Several years ago, we bought a Mini Cooper from Mini of Peabody in Peabody, MA, and as a result, had several trips down to the area (until recently, they were the nearest Mini dealer). And along the way, we discovered quite a few gems down that way, including Kelly’s Roast Beef in Saugus, Billy’s Famous Roast Beef in Wakefield, and Richardsons Dairy in Middleton. But one of our greatest finds was a small place on Route 1 with a giant 7′ sausage on their sign, Karl’s Sausage Kitchen. Inside Karl’s was a European wonderland of both excellent sausages and European groceries, and they became a regular stop of mine (indeed, they became my primary suppliers of Curry Ketchup and Feuerzangenbowle zuckerhuts). But I never wrote them up here, since they didn’t serve food onsite. Until a magical event happened in 2012: the packed up and moved from their old shop in Saugus up to a brand new location just off Route 1 in Peabody, MA. And, more importantly, now included a cafe with German food and beer. So when I was in the area for work, I had to make it a point to check them out.
With the change in location came a slight change of name, they are now “Karl’s Sausage Kitchen and European Market”, and walking in the door, you can see that they’ve really enhanced the “market” portion of their operation, with several rows of shelving containing a rather impressive assortment of European groceries of both common (Ritter Sport bars) and hard-to-find items. The range of goods is wide, I’ve found everything from Szeged Hungarian Paprika to Dr. Oetker baking mixes to obscure Knorr sauce mixes, zuckerhuts, Lingonberry concentrate, and Dusseldorf mustard. They do well with the sweets, too, and I’ve been able to score items like Halva Finnish Licorice and Niederegger Marzipan.

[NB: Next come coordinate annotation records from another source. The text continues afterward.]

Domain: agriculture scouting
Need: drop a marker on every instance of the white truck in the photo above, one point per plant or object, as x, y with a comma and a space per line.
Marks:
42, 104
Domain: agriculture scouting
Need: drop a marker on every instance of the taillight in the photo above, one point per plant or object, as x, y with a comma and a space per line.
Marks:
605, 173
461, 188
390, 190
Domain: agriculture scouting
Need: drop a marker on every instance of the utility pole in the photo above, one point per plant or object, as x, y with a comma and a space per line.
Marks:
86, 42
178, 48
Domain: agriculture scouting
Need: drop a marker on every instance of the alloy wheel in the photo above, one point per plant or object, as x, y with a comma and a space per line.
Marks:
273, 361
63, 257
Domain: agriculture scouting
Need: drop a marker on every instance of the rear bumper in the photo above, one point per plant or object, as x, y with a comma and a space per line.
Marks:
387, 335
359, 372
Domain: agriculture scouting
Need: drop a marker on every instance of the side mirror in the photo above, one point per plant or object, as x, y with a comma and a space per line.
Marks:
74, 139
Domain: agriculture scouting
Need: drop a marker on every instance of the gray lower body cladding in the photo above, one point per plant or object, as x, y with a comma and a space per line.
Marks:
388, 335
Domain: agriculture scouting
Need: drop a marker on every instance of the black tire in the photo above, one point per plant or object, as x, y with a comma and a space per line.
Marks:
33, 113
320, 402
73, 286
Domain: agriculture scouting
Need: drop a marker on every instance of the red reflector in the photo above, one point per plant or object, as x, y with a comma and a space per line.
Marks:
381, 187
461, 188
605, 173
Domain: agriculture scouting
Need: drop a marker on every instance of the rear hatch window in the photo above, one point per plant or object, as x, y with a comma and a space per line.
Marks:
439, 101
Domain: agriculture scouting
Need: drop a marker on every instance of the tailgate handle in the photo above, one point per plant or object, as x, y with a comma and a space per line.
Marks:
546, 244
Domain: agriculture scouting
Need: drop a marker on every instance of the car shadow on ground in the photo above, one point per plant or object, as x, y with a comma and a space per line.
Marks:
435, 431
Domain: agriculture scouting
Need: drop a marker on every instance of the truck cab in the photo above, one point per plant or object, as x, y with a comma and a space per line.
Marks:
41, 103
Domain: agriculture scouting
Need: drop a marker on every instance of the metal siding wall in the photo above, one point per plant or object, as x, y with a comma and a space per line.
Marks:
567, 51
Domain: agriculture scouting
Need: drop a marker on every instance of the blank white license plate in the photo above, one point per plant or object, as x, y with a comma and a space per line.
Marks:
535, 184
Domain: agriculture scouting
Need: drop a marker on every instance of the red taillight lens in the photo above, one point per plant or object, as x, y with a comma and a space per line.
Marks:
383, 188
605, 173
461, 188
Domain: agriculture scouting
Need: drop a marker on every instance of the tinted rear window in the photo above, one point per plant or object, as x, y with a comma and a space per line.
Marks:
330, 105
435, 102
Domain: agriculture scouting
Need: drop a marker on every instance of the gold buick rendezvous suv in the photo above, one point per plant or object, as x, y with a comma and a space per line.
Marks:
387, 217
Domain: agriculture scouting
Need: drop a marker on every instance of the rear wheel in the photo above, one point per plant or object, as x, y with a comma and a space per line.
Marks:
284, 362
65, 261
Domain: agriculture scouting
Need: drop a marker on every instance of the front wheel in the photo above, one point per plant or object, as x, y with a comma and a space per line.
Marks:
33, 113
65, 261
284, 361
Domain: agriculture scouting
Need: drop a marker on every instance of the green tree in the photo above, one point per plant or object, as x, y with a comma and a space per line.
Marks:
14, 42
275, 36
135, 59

But just as impressive is the line of meat cases next to the groceries: Karl’s covers an impressive array of meats and sausages, almost all of them prepared in-house, and there are usually dozens of varieties of sausage, smoked meat, and bacon available, with my particularly enjoying their bauernwurst (a chunky farmer’s sausage), their weisswurst (Bavarian veal sausage), and their triple-smoked bacon.
But behind the grocery shelves, there’s a modest little cafe with about a dozen tables, and there’s where the magic is: Karl’s is now serving up prepared food and beer. Looking over their menu, all of my favorite sausages from Karl’s are available for eat-in dining, as well as several other German items like spaetzle, schnitzel, leberkäse, sauerbraten, and rouladen. But since I adore the sausages at Karl’s, that’s what I picked for my first visit, with a sausage platter bauernwurst, wienerwurst (I was going to do weisswurst, but they were out), and a side of German potato salad. And a nice tall glass of Weihenstephaner Weissbier to wash it down.

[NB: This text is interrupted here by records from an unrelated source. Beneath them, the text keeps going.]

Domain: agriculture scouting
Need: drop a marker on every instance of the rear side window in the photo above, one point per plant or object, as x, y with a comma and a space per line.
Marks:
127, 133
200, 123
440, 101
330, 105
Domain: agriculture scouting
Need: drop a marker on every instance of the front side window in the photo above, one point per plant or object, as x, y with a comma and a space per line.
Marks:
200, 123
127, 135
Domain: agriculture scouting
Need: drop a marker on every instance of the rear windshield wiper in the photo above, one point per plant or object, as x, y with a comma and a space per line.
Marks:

My meal? It was excellent. I’ve long loved their sausage, and having fresh grilled versions of it for instant gratification was quite pleasant: my bauernwurst was pleasantly juicy and spicy, with a nice chunky interior, while my wienerwurst were a nice, fine grind with a lot of mace. Both were very pleasant. The potato salad was a very generous portion, and it was a very nicely done German-style salad: primarily potatoes, with a bold vinegar and mustard note.
Overall, Karl’s has done well here: they’ve moved to a much nicer and larger facility, expanded their selection, and added on-site food service, but without having to really change prices, and still maintaining the pleasant atmosphere of friendly service they’ve always had. I’m looking forward to my next visit, whether it’s for a meal or for groceries and meats to go.